Corporate comedian Greg Schwem reading a phone privacy policy while playing Candy Crush

I Read the Updated Candy Crush Privacy Policy so You Don’t Have To

Does collecting Sugar Bombs and Coconut Wheels – terms instantly familiar to Candy Crush aficionados – mean having to sacrifice my anonymity?    I was about to find out.

Collecting Sugar Bombs and Coconut Wheels is fun. Finding out what King.com collects about me in exchange? That took actual research. Here’s what happened when a corporate comedian did something almost nobody does: read the whole privacy policy.

Why I Actually Read a Privacy Policy for Once

Like most people who spend too much time online, my inbox recently filled up with “we’re updating our privacy policy” emails. They came from companies I use every day, companies I barely remember signing up for, and a few apps I apparently downloaded in an airport bar and forgot existed by the time I sobered up.

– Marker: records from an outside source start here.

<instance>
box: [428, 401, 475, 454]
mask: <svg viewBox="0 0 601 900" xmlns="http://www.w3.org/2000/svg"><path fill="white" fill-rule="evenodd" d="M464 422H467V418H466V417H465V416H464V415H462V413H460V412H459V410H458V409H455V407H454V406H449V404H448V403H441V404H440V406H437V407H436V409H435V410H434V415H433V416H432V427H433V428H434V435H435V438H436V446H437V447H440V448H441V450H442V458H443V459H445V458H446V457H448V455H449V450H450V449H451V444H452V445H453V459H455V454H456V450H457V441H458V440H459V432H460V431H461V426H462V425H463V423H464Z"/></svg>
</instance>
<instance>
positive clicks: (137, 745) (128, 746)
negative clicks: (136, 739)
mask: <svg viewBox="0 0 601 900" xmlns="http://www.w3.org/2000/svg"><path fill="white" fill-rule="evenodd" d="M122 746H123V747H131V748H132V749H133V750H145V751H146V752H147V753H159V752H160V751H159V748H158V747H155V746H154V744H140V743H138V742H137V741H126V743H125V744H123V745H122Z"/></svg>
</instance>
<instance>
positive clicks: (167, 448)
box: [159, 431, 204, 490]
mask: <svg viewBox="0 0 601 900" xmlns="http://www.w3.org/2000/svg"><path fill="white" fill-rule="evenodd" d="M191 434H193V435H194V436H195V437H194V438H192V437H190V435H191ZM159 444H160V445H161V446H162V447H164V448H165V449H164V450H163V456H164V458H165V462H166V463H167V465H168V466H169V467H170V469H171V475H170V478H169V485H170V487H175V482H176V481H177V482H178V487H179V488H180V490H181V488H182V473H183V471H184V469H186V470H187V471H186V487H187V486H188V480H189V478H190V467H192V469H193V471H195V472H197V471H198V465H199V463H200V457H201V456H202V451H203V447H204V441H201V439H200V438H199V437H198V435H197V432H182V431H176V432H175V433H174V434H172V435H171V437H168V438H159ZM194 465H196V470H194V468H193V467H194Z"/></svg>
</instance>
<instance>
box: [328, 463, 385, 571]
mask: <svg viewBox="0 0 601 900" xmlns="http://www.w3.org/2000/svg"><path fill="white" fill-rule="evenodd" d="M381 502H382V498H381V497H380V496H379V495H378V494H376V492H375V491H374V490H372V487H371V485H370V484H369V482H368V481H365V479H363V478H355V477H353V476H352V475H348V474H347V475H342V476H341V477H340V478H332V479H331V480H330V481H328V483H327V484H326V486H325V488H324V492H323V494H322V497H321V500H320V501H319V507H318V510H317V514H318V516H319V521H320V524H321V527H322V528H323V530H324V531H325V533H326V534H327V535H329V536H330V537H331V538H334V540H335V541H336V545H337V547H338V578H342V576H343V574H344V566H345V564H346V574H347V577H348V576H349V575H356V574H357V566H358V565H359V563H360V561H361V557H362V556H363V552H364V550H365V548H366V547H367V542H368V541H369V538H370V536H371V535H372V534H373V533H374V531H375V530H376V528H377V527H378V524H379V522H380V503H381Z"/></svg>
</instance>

Most of these updates trace back to GDPR, Europe’s sweeping data privacy law that forced practically every company on earth to rewrite their fine print. The emails read like mortgage paperwork, and I usually delete them without a second thought, privacy experts’ warnings be damned.

But when King.com, maker of Candy Crush, the one mobile game I’ve never managed to quit, sent theirs, I decided to actually open it. Not skim it. Read it.

Why Candy Crush, Specifically

My kids gave up on Candy Crush years ago and never miss a chance to mock me for still playing. I don’t care. It’s my go-to during flight delays, dull TV, and conference calls where an executive is explaining, again, why blockchain is about to change everything.

So before my next match-three binge, I wanted to know: does collecting candy also mean surrendering my privacy? Time to find out.

What’s Actually Buried in the Terms of Service

Scrolling through King.com’s Terms of Service, I hit a section written entirely in aggressive all-caps legal language, the kind that basically says the company isn’t liable for anything, ever, including personal injury from playing the game.

If anyone reading this has genuinely been hurt playing Candy Crush, email me. I need the story.

What the Privacy Policy Actually Says About Your Data

The Privacy Policy itself had a few lines worth flagging for anyone who’s never bothered to check:

  • Downloading or playing King’s games means consenting to information collection about you.
  • King and its advertising partners use your data to send marketing about other King games and related services based on your interests.
  • Unless you specifically opt out, you’re agreeing to let advertising partners collect and use your data to improve targeting and measurement, so they can serve you “relevant” third-party ads inside the game.

There it was, tucked into a later section: it’s on you to opt out if you don’t want your browsing habits tracked and monetized. King.com does point users toward the Digital Advertising Alliance’s opt-out tool, which lets you reset ad tracking on your device, though even that site admits you’ll still see other types of targeted advertising “consistent with DAA principles.”

So, Is Candy Crush Safe to Play?

Reading the whole thing felt like installing a home security system. I feel a little safer. I do not feel bulletproof.

The only truly airtight way to protect my data completely would be to quit Candy Crush for good. To every blockchain-obsessed executive I’ve ever sat through on a conference call: your moment may finally be coming.